下流社会 新たな階層集団の出現

「失敗」「自殺」ときて次は「下流」を読んだわけだけれど。
 いや、別に悲観してたりとかそういうんじゃないですからね。一応。

 かなり数値の表が多い。それを読み取るのがけっこう苦労する本。
 これが売れてるというのはなかなか凄いことだと思う。
 いささか、そう読み取るのか、と不思議に思ったりもしつつ読んでいたが、まあそれがマーケティング・アナリストという職の読み方なのだろう。

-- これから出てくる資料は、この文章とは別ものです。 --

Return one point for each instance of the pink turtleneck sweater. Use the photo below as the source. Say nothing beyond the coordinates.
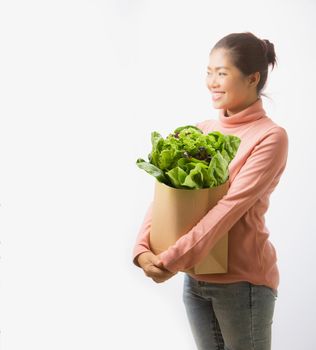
(253, 175)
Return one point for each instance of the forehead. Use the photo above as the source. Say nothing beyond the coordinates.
(219, 59)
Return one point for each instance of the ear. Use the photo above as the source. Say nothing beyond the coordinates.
(254, 79)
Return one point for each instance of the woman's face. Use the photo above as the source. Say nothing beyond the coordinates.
(231, 90)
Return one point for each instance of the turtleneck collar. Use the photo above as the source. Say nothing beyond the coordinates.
(253, 112)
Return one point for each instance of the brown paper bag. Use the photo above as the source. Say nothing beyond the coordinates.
(176, 211)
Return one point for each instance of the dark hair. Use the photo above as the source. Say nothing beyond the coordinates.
(249, 54)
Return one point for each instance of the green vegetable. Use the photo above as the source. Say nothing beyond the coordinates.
(189, 159)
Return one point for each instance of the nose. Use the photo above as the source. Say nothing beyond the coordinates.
(211, 82)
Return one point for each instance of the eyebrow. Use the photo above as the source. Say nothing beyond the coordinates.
(216, 68)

中流が上下に分裂する、特に下流が増える、というストーリー自体はそんなに無理があるように思えなかったので、大筋では納得といったところ。
 まあずっと表だけ並べても大して変わらないんじゃないか、というくらい全体を通してデータに基づいているというか、ストーリーの提示以外は、ストーリーに沿った表からの読み取りしか行っていない。
「おわりに」で提案もしてるとはいえ、これは酷い。機会悪平等はいいとしても、そのために「上」の魅力を削ぐようなことしか言っていない。これでは本末転倒と言える。まあ確かに大学の学費とかは結構するな、と思うが(個人的な感想では、その割りに今受けている大学院講義には満足していない。大学時代の方はそうでもなかったのだが)、大学も法人化とかで国から切り捨てられつつあるところに学費の収入は教える側の給料に響いてくるだろうが、それを無くせというのでは、教える側が減る(あるいは質が低下する)ことは当然ではなかろうか。この提案はどうも世間に迎合しているようにしか思えないし、先細りが予想されるような事柄だと思う。まあ寄付はそんなに悪くないかとは思うが、真に必要なところに金が流れない可能性は勿論ある。メディアの影響で世間により注目されているところに寄付すれば、社会的名誉が買いやすくなるわけだから。
 というわけで、まあ概ね現状と近い将来を見るにはいい本だと思う。いかに社会を流動化させていくか、というのは重要な課題であるように感じた。